Moreover, the vast exposure to death that we are subjected to in both current-affairs and entertainment programs might have overwhelmed our sensitivity to the awesomeness of death and, likewise, of inflicting it.
But one of my students responded, “If anything, I think many of our reactions come not from an overexposure to death, but from an aversion to suffering, and an unwillingness or hesitancy to prolong pain.”
Finding convincing responses to the relief-of-suffering argument used to justify euthanasia is difficult in secular societies. In the past, we used religion to give value and meaning to suffering. But, now, suffering is often seen as the greatest evil and of no value, which leads to euthanasia being seen as an appropriate response.
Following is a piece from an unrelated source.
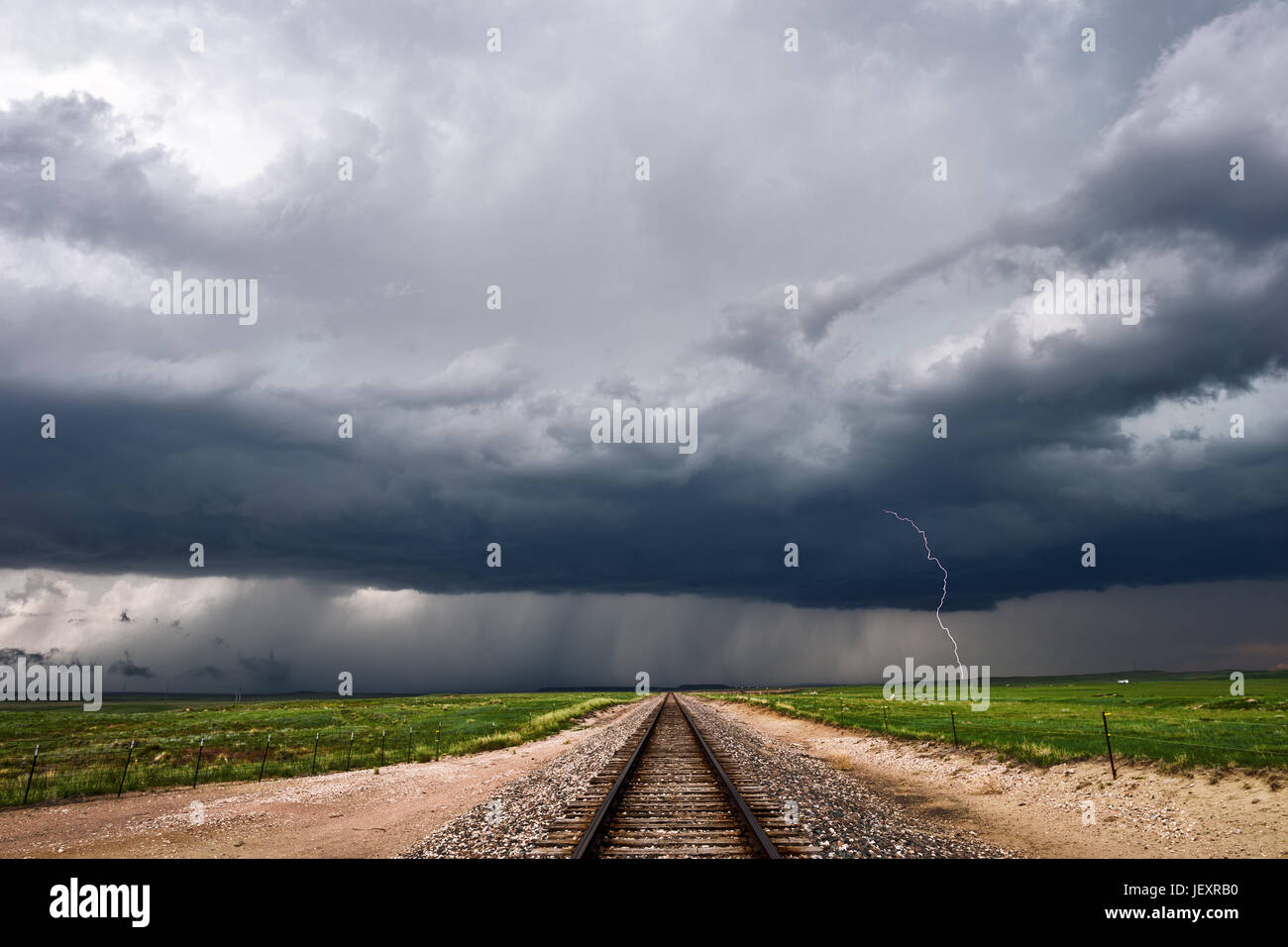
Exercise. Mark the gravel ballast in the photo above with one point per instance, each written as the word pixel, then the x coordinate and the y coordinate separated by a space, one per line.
pixel 840 814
Some answers to the “suffering argument” might include that:
– even apart from religious belief, it’s wrong to kill another human;
– euthanasia would necessarily cause loss of respect for human life;
– it would open up an inevitable slippery slope and set a precedent that would present serious dangers to future generations. Just as our actions could destroy their physical environment, likewise, we could destroy their moral environment. Both environments must be held on trust for them;
– recognizing death as an acceptable way to relieve suffering could influence people contemplating suicide.
Might the strongest argument against euthanasia, however, relate not to death but to life? That is, the argument that normalizing it would destroy a sense of the unfathomable mystery of life and seriously damage our human spirit, especially our capacity to find meaning in life.

Margaret Somerville is director of the Centre for Medicine, Ethics and Law at McGill University, and author of The Ethical Imagination: Journeys of the Human Spirit.